FSB Document: Missing Ukrainian Teen Faces Terrorism-Related Charges In Russia

Pavlo Hryb, 19, disappeared in Belarus on August 24.

A Ukrainian teenager who was allegedly lured into Belarus by the Russian security services is being held in Russia on suspicion of terrorism-related crimes, according to a copy of an official Russian document seen by RFE/RL.

The Federal Security Service (FSB) letter seen by RFE/RL on September 8 says that Pavlo Hryb is being held at a detention facility in Krasnodar Krai in southern Russia.

Hryb, 19, disappeared in late August after he traveled to Belarus to meet a woman he met online in what his father believes was a trap set by the FSB.

Hryb's father, Ihor, had previously said that he had learned "unofficially" that his son was wanted in Russia on accusations related to "terrorism."

But the copy of the FSB letter states the specific allegation that Hryb faces: abetting terrorism, punishable by up to 10 years in prison.

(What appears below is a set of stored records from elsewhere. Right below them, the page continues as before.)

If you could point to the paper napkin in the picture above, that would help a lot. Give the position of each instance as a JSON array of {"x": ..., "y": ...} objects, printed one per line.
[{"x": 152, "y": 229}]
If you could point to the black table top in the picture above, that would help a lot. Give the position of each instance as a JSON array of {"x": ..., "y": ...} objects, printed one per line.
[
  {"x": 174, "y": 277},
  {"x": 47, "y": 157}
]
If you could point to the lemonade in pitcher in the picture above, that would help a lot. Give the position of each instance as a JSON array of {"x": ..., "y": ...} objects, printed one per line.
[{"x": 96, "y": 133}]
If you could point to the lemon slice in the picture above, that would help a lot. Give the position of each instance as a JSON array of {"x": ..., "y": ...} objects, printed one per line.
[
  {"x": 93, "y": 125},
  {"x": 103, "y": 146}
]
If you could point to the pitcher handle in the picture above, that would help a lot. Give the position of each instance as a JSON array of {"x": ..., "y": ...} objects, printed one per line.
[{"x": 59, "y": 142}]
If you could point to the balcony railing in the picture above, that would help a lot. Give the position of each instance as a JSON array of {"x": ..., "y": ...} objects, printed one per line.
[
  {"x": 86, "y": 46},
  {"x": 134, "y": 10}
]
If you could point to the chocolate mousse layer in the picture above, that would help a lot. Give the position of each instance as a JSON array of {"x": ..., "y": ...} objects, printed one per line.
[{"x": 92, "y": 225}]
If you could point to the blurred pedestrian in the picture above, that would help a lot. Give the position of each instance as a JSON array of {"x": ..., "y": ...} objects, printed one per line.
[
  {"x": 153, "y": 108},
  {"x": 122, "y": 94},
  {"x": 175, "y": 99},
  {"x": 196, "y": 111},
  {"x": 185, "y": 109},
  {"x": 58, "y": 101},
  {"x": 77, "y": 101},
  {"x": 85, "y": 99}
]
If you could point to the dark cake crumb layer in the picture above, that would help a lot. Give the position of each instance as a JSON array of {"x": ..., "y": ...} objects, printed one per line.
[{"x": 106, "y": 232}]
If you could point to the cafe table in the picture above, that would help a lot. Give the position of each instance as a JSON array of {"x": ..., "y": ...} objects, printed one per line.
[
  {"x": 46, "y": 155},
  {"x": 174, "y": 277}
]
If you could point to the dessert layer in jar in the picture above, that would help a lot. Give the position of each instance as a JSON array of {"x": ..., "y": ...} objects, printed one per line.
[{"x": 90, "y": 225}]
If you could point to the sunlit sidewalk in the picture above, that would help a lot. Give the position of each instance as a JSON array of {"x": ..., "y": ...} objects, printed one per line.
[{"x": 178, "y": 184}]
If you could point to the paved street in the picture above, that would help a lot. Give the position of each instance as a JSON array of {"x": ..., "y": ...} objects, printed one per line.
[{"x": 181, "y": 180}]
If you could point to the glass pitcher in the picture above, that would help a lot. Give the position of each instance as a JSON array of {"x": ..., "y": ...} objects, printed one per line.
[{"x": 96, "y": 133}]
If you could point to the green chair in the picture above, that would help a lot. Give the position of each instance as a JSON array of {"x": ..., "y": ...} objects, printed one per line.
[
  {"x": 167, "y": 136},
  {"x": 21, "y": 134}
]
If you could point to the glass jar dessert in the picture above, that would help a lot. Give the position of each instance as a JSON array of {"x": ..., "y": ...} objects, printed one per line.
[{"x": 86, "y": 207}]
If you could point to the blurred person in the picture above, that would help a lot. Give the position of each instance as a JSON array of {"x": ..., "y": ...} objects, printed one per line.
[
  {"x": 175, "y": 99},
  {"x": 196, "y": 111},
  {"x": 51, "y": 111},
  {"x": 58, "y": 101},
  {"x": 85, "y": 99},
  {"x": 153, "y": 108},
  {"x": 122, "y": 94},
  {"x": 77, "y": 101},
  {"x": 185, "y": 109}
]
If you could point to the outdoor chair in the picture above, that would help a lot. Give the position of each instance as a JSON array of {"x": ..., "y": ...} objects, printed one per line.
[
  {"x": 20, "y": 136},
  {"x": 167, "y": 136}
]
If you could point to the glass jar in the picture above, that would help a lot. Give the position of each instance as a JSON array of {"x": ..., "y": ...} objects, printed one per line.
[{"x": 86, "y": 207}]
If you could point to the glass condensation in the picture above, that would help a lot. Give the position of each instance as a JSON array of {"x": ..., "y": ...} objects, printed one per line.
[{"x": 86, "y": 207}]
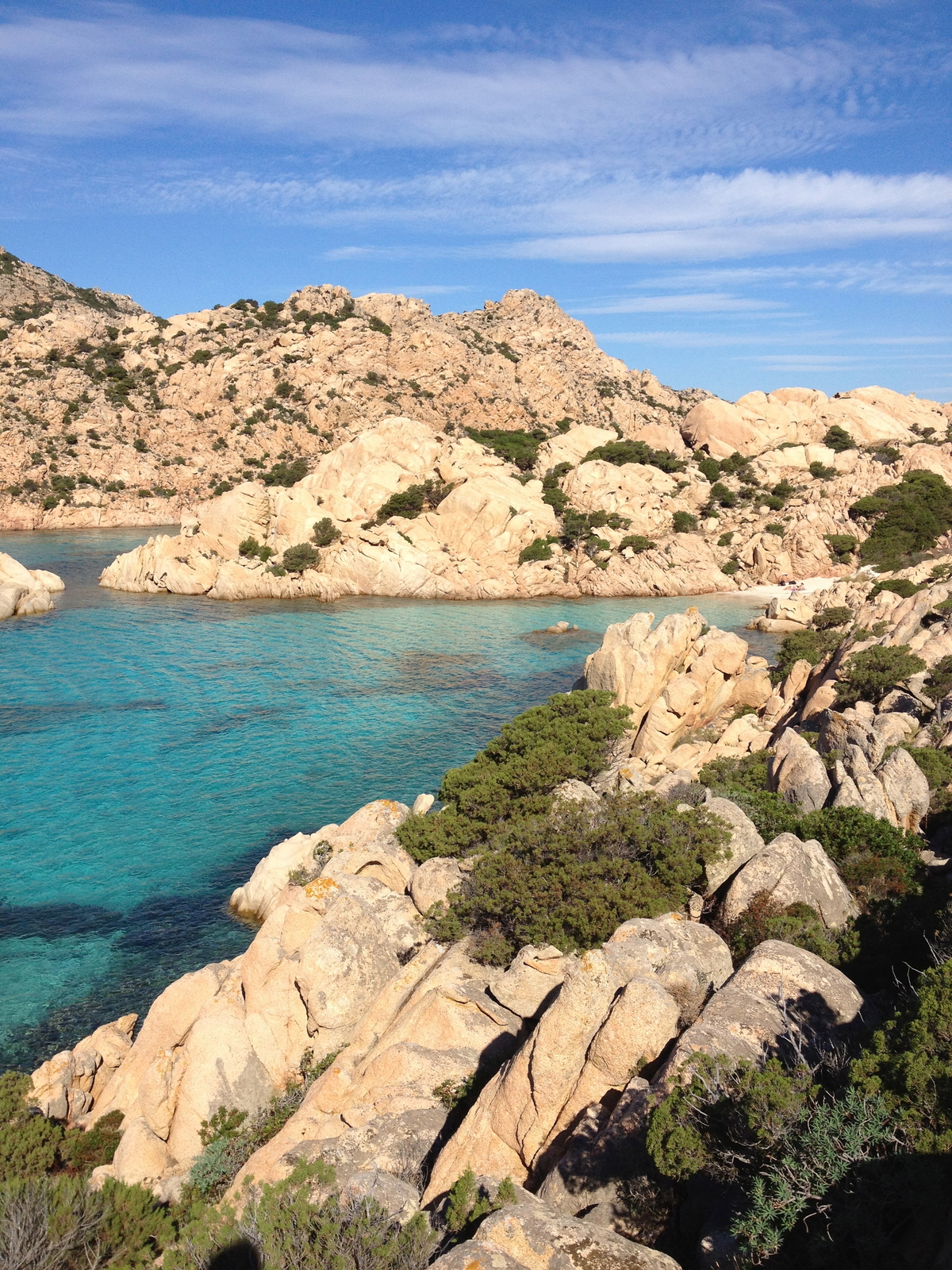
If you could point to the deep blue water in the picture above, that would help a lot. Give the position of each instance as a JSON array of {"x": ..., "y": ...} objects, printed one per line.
[{"x": 154, "y": 747}]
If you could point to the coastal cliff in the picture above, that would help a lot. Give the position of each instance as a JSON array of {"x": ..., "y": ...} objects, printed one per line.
[{"x": 403, "y": 511}]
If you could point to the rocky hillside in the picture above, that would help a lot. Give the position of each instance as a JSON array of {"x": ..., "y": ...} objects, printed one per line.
[
  {"x": 112, "y": 416},
  {"x": 620, "y": 1010},
  {"x": 403, "y": 511}
]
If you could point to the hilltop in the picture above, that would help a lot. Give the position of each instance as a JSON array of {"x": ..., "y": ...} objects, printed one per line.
[{"x": 146, "y": 416}]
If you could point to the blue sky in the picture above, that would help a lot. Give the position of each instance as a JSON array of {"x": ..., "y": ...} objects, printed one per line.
[{"x": 734, "y": 194}]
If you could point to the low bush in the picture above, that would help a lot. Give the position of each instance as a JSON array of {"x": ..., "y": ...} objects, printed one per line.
[
  {"x": 286, "y": 473},
  {"x": 539, "y": 549},
  {"x": 301, "y": 556},
  {"x": 281, "y": 1227},
  {"x": 831, "y": 618},
  {"x": 573, "y": 876},
  {"x": 871, "y": 673},
  {"x": 898, "y": 586},
  {"x": 809, "y": 645},
  {"x": 766, "y": 920},
  {"x": 232, "y": 1137},
  {"x": 413, "y": 501},
  {"x": 908, "y": 518},
  {"x": 59, "y": 1223},
  {"x": 838, "y": 440},
  {"x": 909, "y": 1064},
  {"x": 638, "y": 543},
  {"x": 516, "y": 446},
  {"x": 513, "y": 778},
  {"x": 621, "y": 452},
  {"x": 683, "y": 522}
]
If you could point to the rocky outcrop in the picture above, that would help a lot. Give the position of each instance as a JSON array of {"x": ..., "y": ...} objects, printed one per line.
[
  {"x": 619, "y": 1006},
  {"x": 781, "y": 1001},
  {"x": 793, "y": 873},
  {"x": 362, "y": 846},
  {"x": 677, "y": 679},
  {"x": 25, "y": 592}
]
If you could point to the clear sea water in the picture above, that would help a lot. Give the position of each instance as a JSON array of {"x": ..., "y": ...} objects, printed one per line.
[{"x": 154, "y": 747}]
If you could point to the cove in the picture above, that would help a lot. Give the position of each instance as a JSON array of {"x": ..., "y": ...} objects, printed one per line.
[{"x": 155, "y": 747}]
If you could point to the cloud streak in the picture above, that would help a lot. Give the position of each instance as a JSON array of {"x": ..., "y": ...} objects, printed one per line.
[{"x": 127, "y": 70}]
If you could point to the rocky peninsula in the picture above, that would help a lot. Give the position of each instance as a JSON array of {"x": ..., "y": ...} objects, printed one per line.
[{"x": 436, "y": 1056}]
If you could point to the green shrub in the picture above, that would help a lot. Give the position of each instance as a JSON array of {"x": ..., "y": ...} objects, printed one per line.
[
  {"x": 766, "y": 920},
  {"x": 638, "y": 543},
  {"x": 57, "y": 1223},
  {"x": 413, "y": 501},
  {"x": 325, "y": 533},
  {"x": 84, "y": 1149},
  {"x": 29, "y": 1143},
  {"x": 720, "y": 493},
  {"x": 842, "y": 546},
  {"x": 516, "y": 446},
  {"x": 571, "y": 878},
  {"x": 683, "y": 522},
  {"x": 810, "y": 645},
  {"x": 290, "y": 1230},
  {"x": 908, "y": 518},
  {"x": 301, "y": 556},
  {"x": 286, "y": 473},
  {"x": 539, "y": 549},
  {"x": 621, "y": 452},
  {"x": 513, "y": 778},
  {"x": 898, "y": 586},
  {"x": 939, "y": 679},
  {"x": 838, "y": 615},
  {"x": 232, "y": 1137},
  {"x": 467, "y": 1204},
  {"x": 909, "y": 1064},
  {"x": 838, "y": 440},
  {"x": 876, "y": 860},
  {"x": 869, "y": 675}
]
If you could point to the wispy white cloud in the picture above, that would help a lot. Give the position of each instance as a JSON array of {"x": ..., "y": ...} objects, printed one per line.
[
  {"x": 121, "y": 70},
  {"x": 697, "y": 302},
  {"x": 889, "y": 277}
]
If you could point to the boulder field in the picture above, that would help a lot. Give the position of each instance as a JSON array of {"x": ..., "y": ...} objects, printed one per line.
[
  {"x": 25, "y": 592},
  {"x": 569, "y": 1049},
  {"x": 655, "y": 535}
]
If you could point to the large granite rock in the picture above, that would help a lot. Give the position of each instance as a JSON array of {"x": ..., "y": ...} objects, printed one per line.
[
  {"x": 362, "y": 846},
  {"x": 799, "y": 774},
  {"x": 781, "y": 1001},
  {"x": 793, "y": 873},
  {"x": 25, "y": 592},
  {"x": 617, "y": 1009}
]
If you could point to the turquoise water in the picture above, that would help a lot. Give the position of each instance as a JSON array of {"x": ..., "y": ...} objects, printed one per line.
[{"x": 154, "y": 747}]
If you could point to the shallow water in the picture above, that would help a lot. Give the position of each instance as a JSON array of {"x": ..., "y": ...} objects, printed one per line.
[{"x": 154, "y": 747}]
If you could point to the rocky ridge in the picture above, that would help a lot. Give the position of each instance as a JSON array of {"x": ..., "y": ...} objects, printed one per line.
[
  {"x": 342, "y": 969},
  {"x": 163, "y": 412},
  {"x": 493, "y": 531}
]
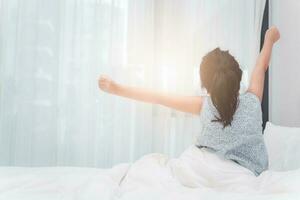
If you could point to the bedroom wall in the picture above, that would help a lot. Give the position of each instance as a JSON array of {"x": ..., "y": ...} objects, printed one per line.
[{"x": 285, "y": 66}]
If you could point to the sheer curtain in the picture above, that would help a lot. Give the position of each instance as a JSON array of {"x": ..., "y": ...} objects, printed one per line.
[{"x": 52, "y": 52}]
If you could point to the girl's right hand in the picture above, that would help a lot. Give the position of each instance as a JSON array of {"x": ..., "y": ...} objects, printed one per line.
[
  {"x": 273, "y": 34},
  {"x": 107, "y": 84}
]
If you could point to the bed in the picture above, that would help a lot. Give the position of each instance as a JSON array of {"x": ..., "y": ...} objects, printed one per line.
[{"x": 151, "y": 177}]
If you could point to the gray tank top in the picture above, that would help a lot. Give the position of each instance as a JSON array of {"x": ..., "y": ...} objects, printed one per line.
[{"x": 242, "y": 142}]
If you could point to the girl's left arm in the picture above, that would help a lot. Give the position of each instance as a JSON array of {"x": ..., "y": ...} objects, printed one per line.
[{"x": 189, "y": 104}]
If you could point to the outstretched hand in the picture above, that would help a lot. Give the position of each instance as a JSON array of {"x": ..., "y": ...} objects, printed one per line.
[
  {"x": 107, "y": 84},
  {"x": 273, "y": 34}
]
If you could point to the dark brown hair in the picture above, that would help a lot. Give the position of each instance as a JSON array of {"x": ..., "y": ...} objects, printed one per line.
[{"x": 221, "y": 75}]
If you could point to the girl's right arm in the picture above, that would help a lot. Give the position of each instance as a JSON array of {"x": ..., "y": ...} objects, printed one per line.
[
  {"x": 190, "y": 104},
  {"x": 258, "y": 75}
]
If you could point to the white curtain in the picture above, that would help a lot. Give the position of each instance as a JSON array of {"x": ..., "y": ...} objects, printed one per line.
[
  {"x": 285, "y": 66},
  {"x": 52, "y": 52}
]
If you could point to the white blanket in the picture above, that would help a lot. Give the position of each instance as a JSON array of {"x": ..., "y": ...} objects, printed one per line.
[{"x": 196, "y": 174}]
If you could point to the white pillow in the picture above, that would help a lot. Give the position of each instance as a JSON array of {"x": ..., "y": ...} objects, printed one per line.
[{"x": 283, "y": 145}]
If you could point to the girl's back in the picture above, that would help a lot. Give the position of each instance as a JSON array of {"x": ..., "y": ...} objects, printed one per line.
[{"x": 242, "y": 141}]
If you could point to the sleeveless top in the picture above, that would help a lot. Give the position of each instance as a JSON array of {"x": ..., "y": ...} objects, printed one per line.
[{"x": 242, "y": 141}]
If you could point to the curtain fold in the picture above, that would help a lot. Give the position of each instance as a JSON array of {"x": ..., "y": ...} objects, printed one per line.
[{"x": 51, "y": 54}]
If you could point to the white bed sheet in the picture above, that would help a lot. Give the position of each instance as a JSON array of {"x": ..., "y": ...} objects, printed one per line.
[{"x": 151, "y": 177}]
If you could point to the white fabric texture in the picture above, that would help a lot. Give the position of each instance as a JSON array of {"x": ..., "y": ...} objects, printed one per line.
[
  {"x": 52, "y": 52},
  {"x": 284, "y": 69},
  {"x": 283, "y": 146},
  {"x": 196, "y": 174}
]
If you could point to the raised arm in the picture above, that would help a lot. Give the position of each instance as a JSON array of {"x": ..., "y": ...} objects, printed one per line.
[
  {"x": 190, "y": 104},
  {"x": 258, "y": 75}
]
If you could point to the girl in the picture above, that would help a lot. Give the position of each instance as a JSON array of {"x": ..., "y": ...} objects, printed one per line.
[{"x": 232, "y": 123}]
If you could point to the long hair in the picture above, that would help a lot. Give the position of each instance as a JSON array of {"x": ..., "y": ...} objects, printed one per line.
[{"x": 221, "y": 75}]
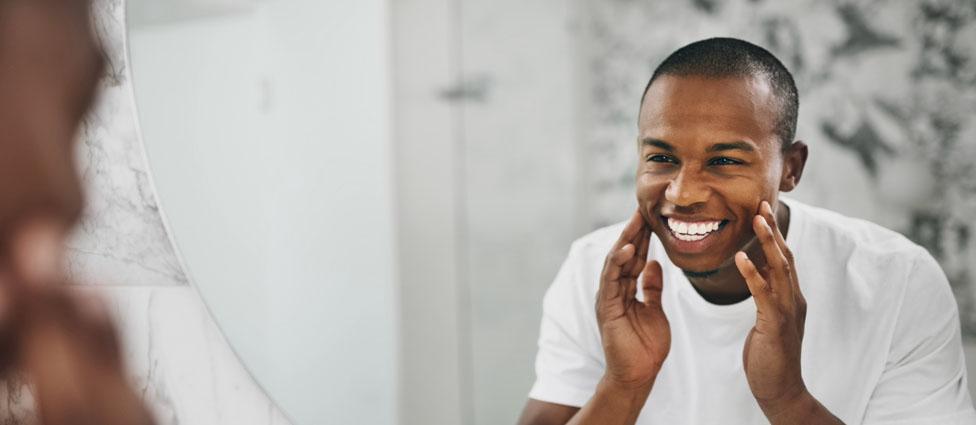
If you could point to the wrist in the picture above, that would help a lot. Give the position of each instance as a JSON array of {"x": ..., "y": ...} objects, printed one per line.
[
  {"x": 790, "y": 408},
  {"x": 625, "y": 389}
]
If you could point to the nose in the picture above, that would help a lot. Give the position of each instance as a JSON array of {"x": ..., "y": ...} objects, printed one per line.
[{"x": 686, "y": 188}]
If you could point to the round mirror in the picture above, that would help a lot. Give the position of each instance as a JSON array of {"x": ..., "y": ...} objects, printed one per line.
[
  {"x": 267, "y": 130},
  {"x": 373, "y": 196}
]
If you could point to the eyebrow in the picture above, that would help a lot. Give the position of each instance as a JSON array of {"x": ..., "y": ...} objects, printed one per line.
[
  {"x": 650, "y": 141},
  {"x": 728, "y": 146},
  {"x": 718, "y": 147}
]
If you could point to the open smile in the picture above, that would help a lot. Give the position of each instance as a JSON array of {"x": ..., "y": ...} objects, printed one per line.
[{"x": 693, "y": 236}]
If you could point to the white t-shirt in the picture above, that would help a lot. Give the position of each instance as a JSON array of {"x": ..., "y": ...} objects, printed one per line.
[{"x": 882, "y": 343}]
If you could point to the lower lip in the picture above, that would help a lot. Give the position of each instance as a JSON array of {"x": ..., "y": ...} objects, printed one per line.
[{"x": 691, "y": 247}]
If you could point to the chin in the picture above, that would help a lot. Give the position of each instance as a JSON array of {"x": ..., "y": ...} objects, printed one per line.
[{"x": 703, "y": 263}]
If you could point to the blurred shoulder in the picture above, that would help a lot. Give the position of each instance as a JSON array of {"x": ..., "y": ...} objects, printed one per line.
[
  {"x": 596, "y": 244},
  {"x": 851, "y": 237}
]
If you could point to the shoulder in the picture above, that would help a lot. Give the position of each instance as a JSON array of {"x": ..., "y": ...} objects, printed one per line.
[
  {"x": 856, "y": 240},
  {"x": 596, "y": 244}
]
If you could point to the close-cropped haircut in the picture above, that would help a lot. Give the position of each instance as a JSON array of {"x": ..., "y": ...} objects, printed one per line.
[{"x": 730, "y": 57}]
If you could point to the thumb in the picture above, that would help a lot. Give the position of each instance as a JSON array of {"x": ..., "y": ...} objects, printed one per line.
[{"x": 652, "y": 283}]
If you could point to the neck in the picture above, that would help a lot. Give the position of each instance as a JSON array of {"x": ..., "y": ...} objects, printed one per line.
[{"x": 726, "y": 285}]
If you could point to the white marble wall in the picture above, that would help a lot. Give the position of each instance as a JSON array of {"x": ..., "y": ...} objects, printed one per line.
[
  {"x": 178, "y": 358},
  {"x": 549, "y": 94}
]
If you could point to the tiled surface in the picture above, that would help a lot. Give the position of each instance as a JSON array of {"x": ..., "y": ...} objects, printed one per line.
[
  {"x": 122, "y": 238},
  {"x": 178, "y": 358}
]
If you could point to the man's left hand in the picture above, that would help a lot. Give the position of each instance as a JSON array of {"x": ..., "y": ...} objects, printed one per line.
[{"x": 771, "y": 355}]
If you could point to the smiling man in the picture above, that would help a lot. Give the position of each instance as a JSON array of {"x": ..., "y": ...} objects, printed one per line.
[{"x": 718, "y": 302}]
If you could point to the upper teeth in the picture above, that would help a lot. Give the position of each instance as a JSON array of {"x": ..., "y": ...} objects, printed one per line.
[{"x": 693, "y": 228}]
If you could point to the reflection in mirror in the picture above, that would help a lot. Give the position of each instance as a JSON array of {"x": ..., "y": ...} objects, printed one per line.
[{"x": 266, "y": 126}]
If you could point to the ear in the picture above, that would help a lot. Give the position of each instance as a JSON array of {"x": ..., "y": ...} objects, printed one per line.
[{"x": 794, "y": 159}]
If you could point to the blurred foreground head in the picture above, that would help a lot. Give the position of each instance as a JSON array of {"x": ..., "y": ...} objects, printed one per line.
[{"x": 61, "y": 341}]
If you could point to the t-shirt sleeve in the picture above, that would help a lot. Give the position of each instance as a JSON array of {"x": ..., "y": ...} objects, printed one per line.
[
  {"x": 570, "y": 362},
  {"x": 924, "y": 381}
]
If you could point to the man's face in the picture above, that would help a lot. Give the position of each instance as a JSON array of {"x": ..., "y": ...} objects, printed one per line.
[{"x": 709, "y": 155}]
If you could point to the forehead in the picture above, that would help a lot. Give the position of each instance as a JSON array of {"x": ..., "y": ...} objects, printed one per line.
[{"x": 689, "y": 109}]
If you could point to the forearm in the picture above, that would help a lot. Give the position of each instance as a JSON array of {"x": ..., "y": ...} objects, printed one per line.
[
  {"x": 613, "y": 404},
  {"x": 803, "y": 409}
]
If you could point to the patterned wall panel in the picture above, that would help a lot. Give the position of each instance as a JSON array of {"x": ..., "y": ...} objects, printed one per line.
[{"x": 887, "y": 101}]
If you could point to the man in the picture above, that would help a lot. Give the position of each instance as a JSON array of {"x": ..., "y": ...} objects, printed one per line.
[
  {"x": 62, "y": 343},
  {"x": 751, "y": 309}
]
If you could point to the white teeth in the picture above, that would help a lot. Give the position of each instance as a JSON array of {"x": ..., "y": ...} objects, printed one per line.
[{"x": 692, "y": 231}]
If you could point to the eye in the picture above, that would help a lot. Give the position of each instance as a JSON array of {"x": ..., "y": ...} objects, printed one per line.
[
  {"x": 724, "y": 160},
  {"x": 662, "y": 158}
]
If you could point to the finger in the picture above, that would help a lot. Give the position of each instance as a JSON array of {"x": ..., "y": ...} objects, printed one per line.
[
  {"x": 37, "y": 250},
  {"x": 636, "y": 264},
  {"x": 609, "y": 282},
  {"x": 652, "y": 283},
  {"x": 756, "y": 283},
  {"x": 779, "y": 274},
  {"x": 767, "y": 212}
]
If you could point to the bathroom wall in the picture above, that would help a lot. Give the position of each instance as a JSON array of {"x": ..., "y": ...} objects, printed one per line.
[
  {"x": 177, "y": 357},
  {"x": 548, "y": 95}
]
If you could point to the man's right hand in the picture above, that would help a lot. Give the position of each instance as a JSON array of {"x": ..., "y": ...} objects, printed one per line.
[{"x": 636, "y": 335}]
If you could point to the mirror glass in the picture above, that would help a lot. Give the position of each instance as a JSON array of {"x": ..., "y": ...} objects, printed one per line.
[
  {"x": 373, "y": 196},
  {"x": 265, "y": 124}
]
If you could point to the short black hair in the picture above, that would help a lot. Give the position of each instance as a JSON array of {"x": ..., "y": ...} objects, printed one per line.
[{"x": 730, "y": 57}]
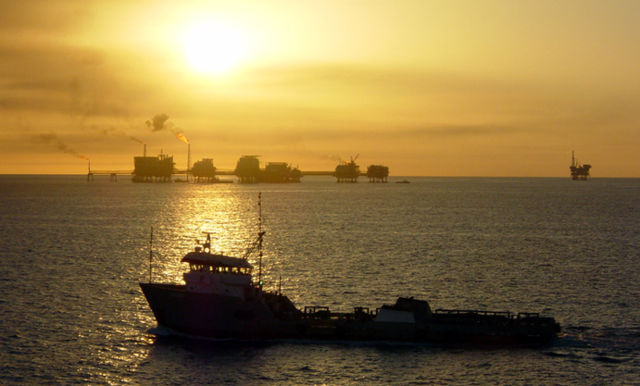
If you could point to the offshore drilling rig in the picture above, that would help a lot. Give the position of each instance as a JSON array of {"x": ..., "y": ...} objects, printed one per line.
[{"x": 579, "y": 172}]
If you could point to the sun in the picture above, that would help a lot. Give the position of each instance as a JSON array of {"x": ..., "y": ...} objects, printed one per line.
[{"x": 214, "y": 47}]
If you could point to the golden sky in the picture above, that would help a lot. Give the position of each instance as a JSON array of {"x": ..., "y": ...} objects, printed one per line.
[{"x": 434, "y": 88}]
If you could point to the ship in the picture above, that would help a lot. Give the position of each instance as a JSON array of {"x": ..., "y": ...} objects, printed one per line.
[
  {"x": 579, "y": 172},
  {"x": 219, "y": 299}
]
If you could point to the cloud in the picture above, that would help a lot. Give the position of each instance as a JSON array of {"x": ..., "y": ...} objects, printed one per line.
[{"x": 53, "y": 140}]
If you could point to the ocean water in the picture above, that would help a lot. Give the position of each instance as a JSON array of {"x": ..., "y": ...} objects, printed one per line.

The statute cited in the letter covers recruitment, persuasion, and other efforts to involve another person in terrorism or a range of other antigovernment actions.

The letter provides no details about specific alleged crimes committed by Hryb.

Ihor Hryb has said his son was openly critical of Russian interference in Ukraine on social media.

The August 25 letter from the FSB's regional branch in Krasnodar was addressed to the Ukrainian consul in Rostov-on-Don, the capital of a Russian region that neighbors Krasnodar.

Ihor Hryb says his son was critical of Russia on social media.

The letter states that Hryb was detained the same day on suspicion of abetting terrorism, though it does not provide details about how and where he was detained.

It states that Hryb is being held in a detention facility in Krasnodar, the regional capital. His father had told RFE/RL previously that that his son was being held in the same facility.

The case has caused friction between Ukraine and Belarus, which said earlier that Hryb crossed into its territory on August 24 but that it had no record of his exit from the country.

The Belarusian Interior Ministry said on September 8 that its officers had not detained Hryb and that it was still searching for him in Belarus.

The Ukrainian Foreign Ministry on September 8 protested Hryb's detention and demanded that Moscow grant consular access to Hryb "and explain in detail all of the reasons for his detention."

The statement condemns what it calls Russia's "persecution of Ukrainian citizens in Russia and elsewhere, groundless detentions of Ukrainians, violation of their rights to have fair trials, and their convictions on fabricated and politically motivated charges."

Kyiv and Moscow have been locked in a standoff over Russia's seizure of Ukraine's Crimean Peninsula in March 2014 and Moscow's backing of armed separatists in a war that has killed more than 10,000 people in eastern Ukraine since April 2014.

In March, the European Parliament called on Russia to free more than 30 Ukrainian citizens it said were in prison or other conditions of restricted freedom in Russia, Crimea, and parts of eastern Ukraine that are controlled by the Russia-backed separatists.